1. A method of image segmentation, the method comprising:

obtaining a feature map of an image to be segmented;

2. The method of claim 1, further comprising:

3. The method according to claim 2, wherein the step of segmenting the image to be segmented according to the fusion feature map, the global feature map and the feature map of the image to be segmented to obtain the category to which each pixel included in the image to be segmented belongs comprises:

4. The method according to any one of claims 1 to 3, wherein the processing the feature maps of the plurality of scales according to the target dimension, and determining the weight values of the feature maps of the plurality of scales in the target dimension respectively comprises:

5. The method of claim 4, wherein the target dimension is a channel dimension; fusing the eigenvalues of the same target dimension in the characteristic diagrams of multiple scales to obtain a three-dimensional tensor of the target dimension, comprising the following steps:

6. The method of claim 4, wherein the target dimension is a spatial dimension; fusing the eigenvalues of the same target dimension in the characteristic diagrams of multiple scales to obtain a three-dimensional tensor of the target dimension, comprising the following steps:

7. The method of any of claims 1-6, wherein the target dimensions include a spatial dimension and a channel dimension; according to the weighted values of the feature maps of the multiple scales in the target dimension, fusing the feature maps of the multiple scales to obtain a fused feature map, wherein the fused feature map comprises:

8. The method according to any one of claims 1 to 7, wherein the extracting of the features of the image to be segmented in multiple scales is performed to obtain the feature of the image to be segmented in multiple scales, and the method comprises the following steps:

and inputting the characteristic diagram of the image to be segmented into a plurality of cavity convolution layers with different step lengths to obtain the characteristic diagrams with various scales.
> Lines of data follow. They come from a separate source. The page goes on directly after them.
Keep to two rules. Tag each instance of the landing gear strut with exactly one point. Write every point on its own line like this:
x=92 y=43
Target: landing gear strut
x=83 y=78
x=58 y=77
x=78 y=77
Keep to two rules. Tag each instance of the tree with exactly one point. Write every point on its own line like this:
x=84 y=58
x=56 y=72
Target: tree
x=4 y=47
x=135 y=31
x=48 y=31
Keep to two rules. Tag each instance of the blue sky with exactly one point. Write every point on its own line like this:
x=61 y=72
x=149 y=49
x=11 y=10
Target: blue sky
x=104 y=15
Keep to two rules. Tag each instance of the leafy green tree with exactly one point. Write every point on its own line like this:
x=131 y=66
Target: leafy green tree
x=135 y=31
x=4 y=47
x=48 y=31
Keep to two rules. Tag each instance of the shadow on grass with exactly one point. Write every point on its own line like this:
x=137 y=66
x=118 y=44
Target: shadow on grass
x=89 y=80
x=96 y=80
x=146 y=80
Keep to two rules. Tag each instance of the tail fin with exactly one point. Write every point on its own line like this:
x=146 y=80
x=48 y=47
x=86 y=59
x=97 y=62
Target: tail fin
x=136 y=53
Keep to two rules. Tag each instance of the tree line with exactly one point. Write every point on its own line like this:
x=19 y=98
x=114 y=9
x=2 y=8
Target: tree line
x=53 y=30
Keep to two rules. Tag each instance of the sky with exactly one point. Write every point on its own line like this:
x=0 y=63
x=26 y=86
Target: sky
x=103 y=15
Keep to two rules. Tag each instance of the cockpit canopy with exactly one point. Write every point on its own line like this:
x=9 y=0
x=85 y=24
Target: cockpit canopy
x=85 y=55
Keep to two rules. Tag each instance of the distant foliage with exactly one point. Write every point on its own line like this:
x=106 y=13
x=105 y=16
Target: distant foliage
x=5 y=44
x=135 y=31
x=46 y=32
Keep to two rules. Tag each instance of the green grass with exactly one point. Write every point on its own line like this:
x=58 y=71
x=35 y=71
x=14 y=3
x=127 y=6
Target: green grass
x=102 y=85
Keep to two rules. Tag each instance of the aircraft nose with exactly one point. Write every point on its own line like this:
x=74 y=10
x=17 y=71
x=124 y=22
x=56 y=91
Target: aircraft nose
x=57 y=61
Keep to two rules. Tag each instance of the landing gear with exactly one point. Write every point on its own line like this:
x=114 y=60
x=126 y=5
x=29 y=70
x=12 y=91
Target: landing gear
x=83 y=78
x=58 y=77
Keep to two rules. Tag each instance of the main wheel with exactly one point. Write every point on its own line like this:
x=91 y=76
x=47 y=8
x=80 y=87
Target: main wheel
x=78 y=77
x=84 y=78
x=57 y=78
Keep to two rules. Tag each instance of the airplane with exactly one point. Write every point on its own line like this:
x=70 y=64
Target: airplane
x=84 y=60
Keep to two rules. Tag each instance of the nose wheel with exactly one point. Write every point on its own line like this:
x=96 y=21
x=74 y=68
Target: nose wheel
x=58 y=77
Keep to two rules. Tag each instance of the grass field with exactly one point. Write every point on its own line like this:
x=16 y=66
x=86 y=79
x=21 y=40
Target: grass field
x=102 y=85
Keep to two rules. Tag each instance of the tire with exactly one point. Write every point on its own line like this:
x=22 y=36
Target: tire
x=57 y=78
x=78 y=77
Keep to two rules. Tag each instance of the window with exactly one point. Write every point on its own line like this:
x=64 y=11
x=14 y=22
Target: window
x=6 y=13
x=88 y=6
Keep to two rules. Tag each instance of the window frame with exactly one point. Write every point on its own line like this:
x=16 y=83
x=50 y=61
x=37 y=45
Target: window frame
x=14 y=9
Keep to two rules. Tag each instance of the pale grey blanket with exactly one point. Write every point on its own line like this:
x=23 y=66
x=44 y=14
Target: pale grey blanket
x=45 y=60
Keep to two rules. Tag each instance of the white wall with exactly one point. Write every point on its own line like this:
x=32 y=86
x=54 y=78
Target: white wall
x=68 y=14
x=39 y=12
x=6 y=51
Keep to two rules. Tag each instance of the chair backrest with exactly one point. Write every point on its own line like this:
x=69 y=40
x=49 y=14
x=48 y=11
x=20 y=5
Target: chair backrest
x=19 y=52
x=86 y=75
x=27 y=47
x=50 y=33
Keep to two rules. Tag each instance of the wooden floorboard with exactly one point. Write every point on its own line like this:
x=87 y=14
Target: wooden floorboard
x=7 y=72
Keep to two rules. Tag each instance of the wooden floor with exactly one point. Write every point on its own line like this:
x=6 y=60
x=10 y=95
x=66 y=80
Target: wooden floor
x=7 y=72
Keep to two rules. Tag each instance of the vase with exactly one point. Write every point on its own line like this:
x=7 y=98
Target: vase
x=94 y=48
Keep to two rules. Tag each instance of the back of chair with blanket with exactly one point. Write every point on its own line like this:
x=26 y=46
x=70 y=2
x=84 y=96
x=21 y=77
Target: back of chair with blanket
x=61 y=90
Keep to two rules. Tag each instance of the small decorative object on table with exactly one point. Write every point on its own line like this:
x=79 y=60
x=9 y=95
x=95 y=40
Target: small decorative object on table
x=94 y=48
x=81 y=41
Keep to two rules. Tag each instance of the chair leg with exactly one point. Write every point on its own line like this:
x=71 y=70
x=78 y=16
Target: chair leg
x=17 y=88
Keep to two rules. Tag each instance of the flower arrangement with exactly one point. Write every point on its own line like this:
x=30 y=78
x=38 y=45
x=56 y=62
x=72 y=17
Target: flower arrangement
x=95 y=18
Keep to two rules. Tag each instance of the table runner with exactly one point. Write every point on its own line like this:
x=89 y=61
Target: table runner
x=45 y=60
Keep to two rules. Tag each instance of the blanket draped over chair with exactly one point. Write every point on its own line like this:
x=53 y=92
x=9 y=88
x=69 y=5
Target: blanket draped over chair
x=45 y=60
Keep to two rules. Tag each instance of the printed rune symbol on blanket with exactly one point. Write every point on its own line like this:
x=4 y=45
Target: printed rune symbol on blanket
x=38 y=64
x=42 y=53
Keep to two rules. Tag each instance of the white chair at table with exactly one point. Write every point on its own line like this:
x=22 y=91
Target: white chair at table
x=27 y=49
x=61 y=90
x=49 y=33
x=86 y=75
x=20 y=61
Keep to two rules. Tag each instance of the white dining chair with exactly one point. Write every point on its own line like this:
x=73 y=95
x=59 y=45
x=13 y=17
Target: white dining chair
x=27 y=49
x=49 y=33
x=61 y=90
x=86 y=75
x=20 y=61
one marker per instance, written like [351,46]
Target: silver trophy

9. An image segmentation apparatus, characterized in that the apparatus comprises:

10. An electronic device comprising a memory, a processor and a computer program stored on the memory and executable on the processor, the processor when executing implementing the image segmentation method according to any one of claims 1 to 8.

11. A computer-readable storage medium storing a computer program for causing a processor to execute the image segmentation method according to any one of claims 1 to 8.